I don't know about you, but I'm worried about glaciers.
When I was a kid (back when the dinosaurs walked the earth) I was fascinated by these massive ice rivers that rolled through mountains I could only dream about.
Eventually I grew up and got to visit the mountains, and finally, in 2014, got to set foot on the Columbia ice fields just north of Banff, Alberta in Canada.
But when I drove past that same glacier just a few years later, it had shrunk considerably.
Which is why I jumped at the chance to read Anita Sanchez' s new book MELTDOWN: DISCOVER EARTH'S IRREPLACEABLE GLACIERS AND LEARN WHAT YOU CAN DO TO SAVE THEM.
Anita is an award winning author of environmental science and nature books for children and it shows in this book, which is clearly written and organized in a way that draws the reader in.
First we learn about glaciers and the role they play in our planet.
Then she explains how we know they are melting, which teaches the importance of data gathering and scientific techniques.
Then we learn why they are melting, which was way more complicated and interesting than I had anticipated.
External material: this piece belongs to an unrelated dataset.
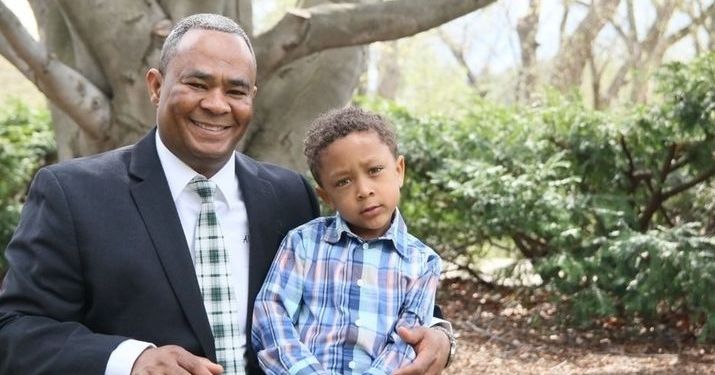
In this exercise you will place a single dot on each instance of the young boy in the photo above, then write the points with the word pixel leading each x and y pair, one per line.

There is lots of cool information about what scientists are finding and learning from our glaciers, and great information about plants and animals that rely on glaciers.
Then we reach the hard part: what will happen if all the glaciers disappear.
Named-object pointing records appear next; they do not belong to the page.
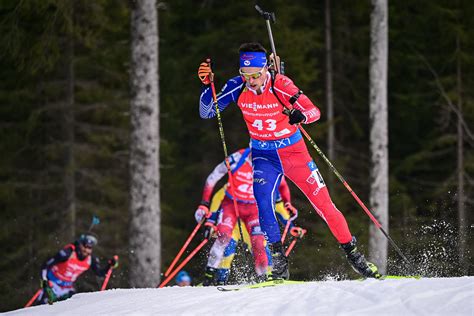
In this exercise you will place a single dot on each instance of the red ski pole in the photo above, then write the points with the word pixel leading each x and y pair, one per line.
pixel 170 277
pixel 292 245
pixel 107 277
pixel 35 296
pixel 186 244
pixel 227 163
pixel 287 227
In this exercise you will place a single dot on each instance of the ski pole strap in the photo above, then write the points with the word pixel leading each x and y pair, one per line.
pixel 275 144
pixel 295 97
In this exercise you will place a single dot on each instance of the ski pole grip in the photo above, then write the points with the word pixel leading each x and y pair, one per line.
pixel 266 15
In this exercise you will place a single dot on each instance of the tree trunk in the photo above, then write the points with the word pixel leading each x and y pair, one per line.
pixel 69 121
pixel 379 131
pixel 462 220
pixel 329 89
pixel 145 240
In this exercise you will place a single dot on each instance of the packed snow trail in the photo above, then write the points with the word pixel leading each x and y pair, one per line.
pixel 435 296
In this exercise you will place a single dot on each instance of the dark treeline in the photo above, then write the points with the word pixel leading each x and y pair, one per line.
pixel 64 126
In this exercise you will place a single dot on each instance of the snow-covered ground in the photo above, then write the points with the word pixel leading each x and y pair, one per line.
pixel 435 296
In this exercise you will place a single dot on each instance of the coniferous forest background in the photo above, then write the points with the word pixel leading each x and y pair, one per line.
pixel 65 127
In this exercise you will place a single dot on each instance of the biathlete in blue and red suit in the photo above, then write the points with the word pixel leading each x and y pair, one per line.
pixel 241 170
pixel 278 148
pixel 59 273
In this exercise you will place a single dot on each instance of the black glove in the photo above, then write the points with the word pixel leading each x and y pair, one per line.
pixel 113 262
pixel 49 291
pixel 296 116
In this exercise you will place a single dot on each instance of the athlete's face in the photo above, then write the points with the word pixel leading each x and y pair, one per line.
pixel 86 250
pixel 254 76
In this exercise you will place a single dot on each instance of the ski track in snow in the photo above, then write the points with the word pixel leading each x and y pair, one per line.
pixel 429 296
And finally hope: if we take action now, we may be able to mitigate some of the effects.
There's also tons of additional resources for more information, along with a bibliography and glossary.
What I thought
Books about climate change are never easy.
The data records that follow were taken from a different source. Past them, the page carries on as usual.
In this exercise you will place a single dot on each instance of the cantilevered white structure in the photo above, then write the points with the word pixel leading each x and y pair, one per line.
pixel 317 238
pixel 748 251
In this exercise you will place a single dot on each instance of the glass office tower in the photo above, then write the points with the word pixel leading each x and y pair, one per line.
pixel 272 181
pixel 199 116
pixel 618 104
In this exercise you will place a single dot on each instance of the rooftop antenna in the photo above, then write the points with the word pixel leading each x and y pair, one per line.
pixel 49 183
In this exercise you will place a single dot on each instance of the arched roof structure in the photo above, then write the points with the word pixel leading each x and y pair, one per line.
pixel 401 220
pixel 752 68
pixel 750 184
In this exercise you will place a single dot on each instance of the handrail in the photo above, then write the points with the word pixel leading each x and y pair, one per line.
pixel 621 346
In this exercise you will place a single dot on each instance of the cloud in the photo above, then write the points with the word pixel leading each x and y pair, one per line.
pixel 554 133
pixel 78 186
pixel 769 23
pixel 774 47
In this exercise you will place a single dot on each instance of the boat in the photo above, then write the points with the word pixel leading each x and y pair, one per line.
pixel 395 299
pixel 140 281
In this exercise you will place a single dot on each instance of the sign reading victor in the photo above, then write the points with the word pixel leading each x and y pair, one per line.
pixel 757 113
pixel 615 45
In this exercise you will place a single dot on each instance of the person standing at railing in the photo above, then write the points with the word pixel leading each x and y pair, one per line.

We are learning things we wish we didn't have to know.
But it is especially important for kids to learn this information now, as they can help lead us into a brighter future. (And yes, Greta Thunberg is included in the book)
Sanchez explains things clearly and gives the reader hope, but is also very open about what's at stake.
Meanwhile, Lily Padula's illustrations are great and very evocative:
This book belongs in every home and library, and teachers need to use it to help explain what's happening.
Sanchez and Padula have issued a clarion call for action.
My hope is that tons of people read this book and do something about it.